Yes, a company does better the less it pays the CEO—that’s one of the single most evident patterns noticed in a survey done (Survey was done to study investments done in startups. In no case should a CEO of an early-stage venture-backed startup receive more than $150 000 per year in salary? It doesn’t matter if he got used to making much more than that at Google or if he has a large mortgage and hefty private school tuition bills. If a CEO collects $300,000 per year, he risks becoming more like a politician than a founder.


High pay incentivizes him to defend the status quo along with his salary, not to work with everyone else to surface problems and fix them aggressively. A cash-poor executive, by contrast, will focus on increasing the value of the company as a whole.
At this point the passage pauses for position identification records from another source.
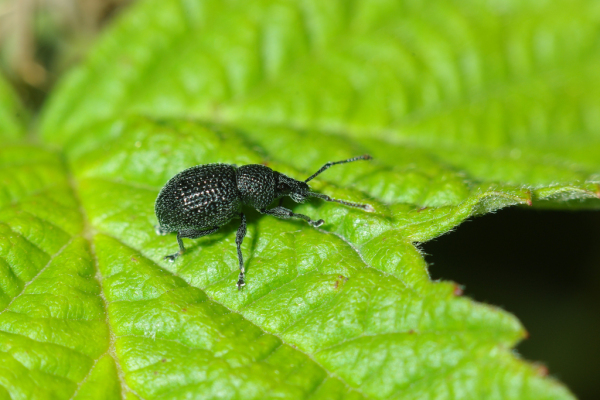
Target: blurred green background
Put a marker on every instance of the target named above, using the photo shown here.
(547, 273)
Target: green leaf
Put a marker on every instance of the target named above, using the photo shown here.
(466, 107)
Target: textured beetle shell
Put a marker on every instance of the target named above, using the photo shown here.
(200, 197)
(256, 184)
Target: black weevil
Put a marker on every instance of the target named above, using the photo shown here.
(199, 200)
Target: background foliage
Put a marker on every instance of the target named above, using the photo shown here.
(466, 106)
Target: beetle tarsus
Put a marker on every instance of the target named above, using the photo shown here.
(160, 230)
(172, 257)
(316, 224)
(241, 282)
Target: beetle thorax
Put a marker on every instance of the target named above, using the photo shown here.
(256, 184)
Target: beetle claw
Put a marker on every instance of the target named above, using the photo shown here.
(172, 257)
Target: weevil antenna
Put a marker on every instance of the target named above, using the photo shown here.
(366, 207)
(332, 163)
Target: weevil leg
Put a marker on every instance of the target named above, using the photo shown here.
(160, 230)
(282, 212)
(239, 238)
(191, 234)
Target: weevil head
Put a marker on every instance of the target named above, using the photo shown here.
(286, 186)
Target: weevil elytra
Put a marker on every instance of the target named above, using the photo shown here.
(199, 200)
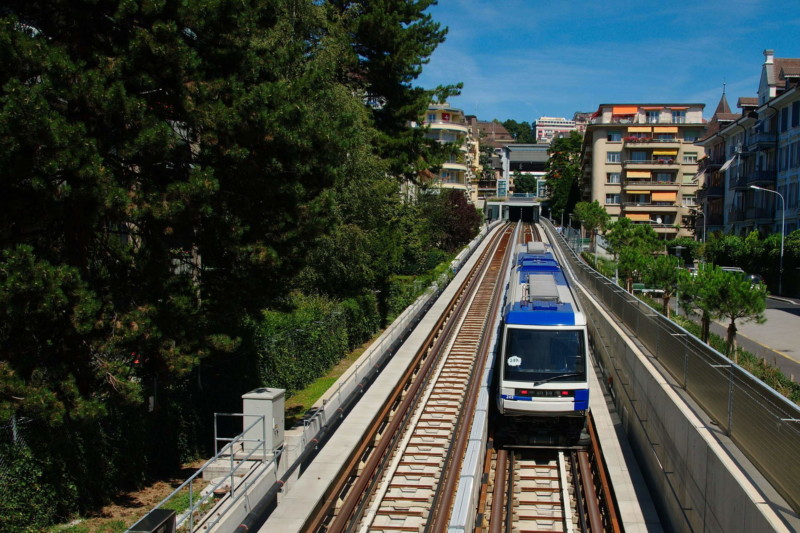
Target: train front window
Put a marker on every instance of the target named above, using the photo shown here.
(544, 355)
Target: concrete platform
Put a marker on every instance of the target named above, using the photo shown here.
(636, 509)
(301, 497)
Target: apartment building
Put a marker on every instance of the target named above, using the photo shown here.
(545, 129)
(710, 178)
(449, 125)
(761, 150)
(639, 161)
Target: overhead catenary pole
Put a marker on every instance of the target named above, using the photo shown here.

Low CEO pay also sets the standard for everyone else. Aaron Levie, the CEO of Box, was always careful to pay himself less than everyone else in the company—four years after he started Box, he was still living two blocks away from HQ in a one-bedroom apartment with no furniture except a mattress.

Every employee noticed his apparent commitment to the company’s mission and emulated it. If a CEO doesn’t set an example by taking the lowest salary in the company, he can do the same thing by drawing the highest salary. So long as that figure is still modest, it sets an effective ceiling on cash compensation.

Cash is attractive.

It offers pure optionality: once you get your paycheck, you can do anything you want with it. However, high cash compensation teaches workers to claim value from the company as it already exists instead of investing their time to create new value in the future. A cash bonus is slightly better than a cash salary—at least it’s contingent on a job well done. But even so-called incentive pay encourages short-term thinking and value grabbing. Any cash is more about the present than the future.

Even billionaire investors like Warren Buffett agree. In a 2014 letter to Berkshire Hathaway shareholders, he wrote that cash is a riskier investment over the long term than stocks due to the potential of inflation wiping away any gains.


A company with cash is not necessarily bad, but investors can get ornery when there’s too much. If you’re a shareholder, you want to see that money returned to you in the form of a dividend, used for acquisitions or stock buybacks, or reinvested to grow the company’s businesses. Apple, which consistently has more than $100 billion in cash on hand, began issuing dividends after facing criticism from investors.